Il y a près de dix jours qu’on a publié ici les Voyages d’un certain Gulliver ; ils ont été, depuis lors, le sujet de conversation de la ville entière. Tout le tirage a été vendu en une semaine ; et rien n’est plus divertissant que d’entendre les différentes opinions que les gens expriment à propos du livre, quoique tout le monde s’accorde à l’aimer passionnément. On dit partout que vous en êtes l’auteur mais le libraire, quant à lui, déclare tout ignorer de sa provenance. Du plus haut jusqu’au plus bas il est universellement lu : depuis le cabinet du Conseil jusqu’aux jardins d’enfants. Tous les politiciens conviennent qu’il ne s’y trouve aucune offense personnelle, mais que la satire des sociétés humaines en général est trop sévère. (...) Vous pouvez voir par là qu’on ne vous fait pas beaucoup d’offense en vous supposant l’auteur de ce livre.
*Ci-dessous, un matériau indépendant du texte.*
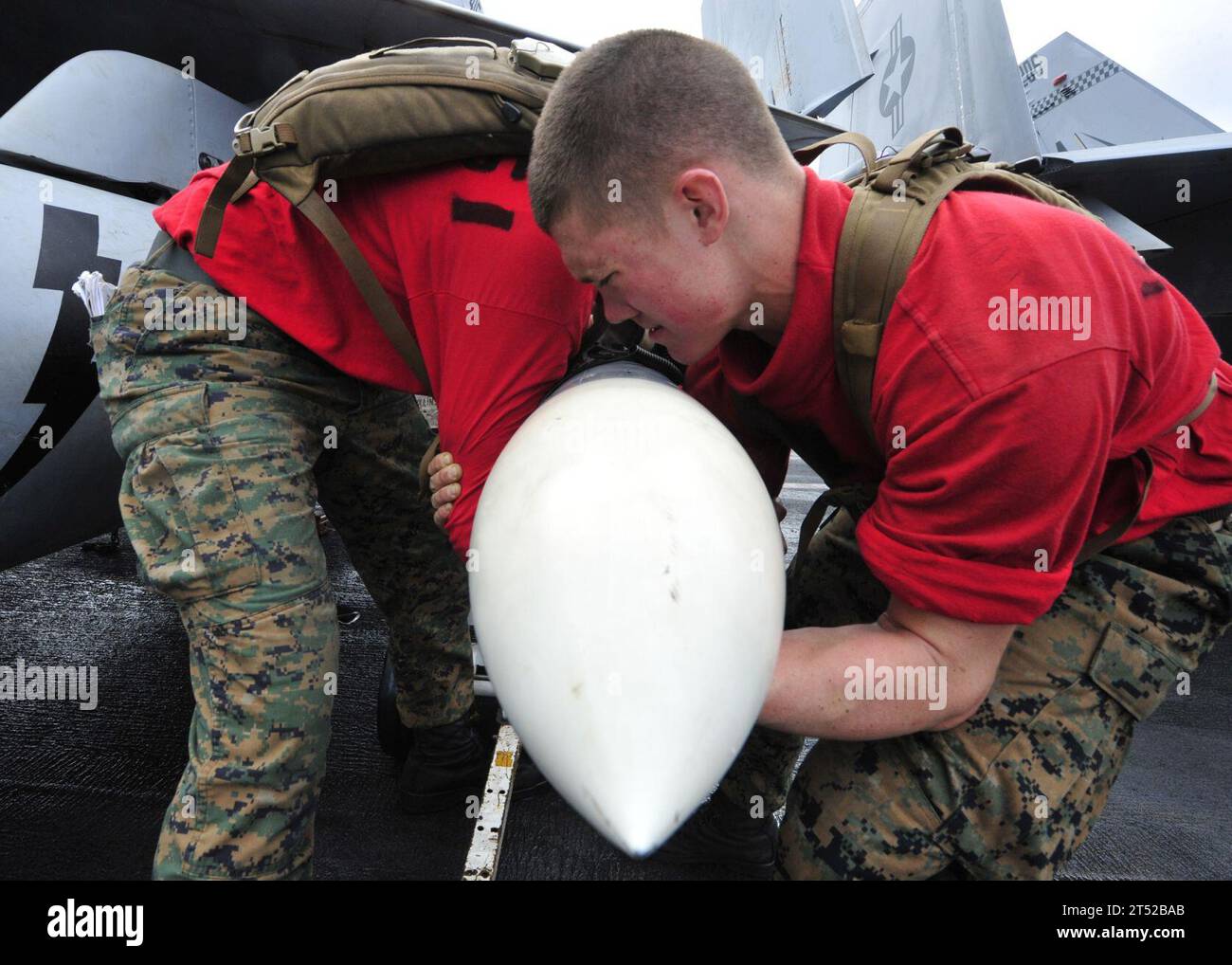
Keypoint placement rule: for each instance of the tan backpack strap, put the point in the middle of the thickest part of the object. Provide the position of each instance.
(320, 214)
(210, 222)
(808, 153)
Si vous l’êtes, vous m’avez bien mal traité, ainsi que deux ou trois de vos meilleurs amis, en n’en n’ayant pas soufflé le moindre mot tandis que vous étiez parmi nous. (...) peut-être vous ai-je entretenu tout ce temps d’un livre que vous n’avez jamais vu, et qui n’a pas encore atteint l’Irlande ? S’il en était ainsi , je pense que ce que je vous en ai dit sera suffisant pour le recommander à votre attention, et pour que vous m’ordonniez de vous l’envoyer. Mais vous feriez beaucoup mieux de passer la mer vous-même, et de le lire ici, où vous pourrez jouir d’une grande variété de commentateurs pour vous en expliquer les passages difficiles. (...) Vous imaginez que nous vous envions, mais vous faites erreur, nous envions ceux qui sont avec vous, car nous ne pouvons envier l’homme que nous aimons. Adieu.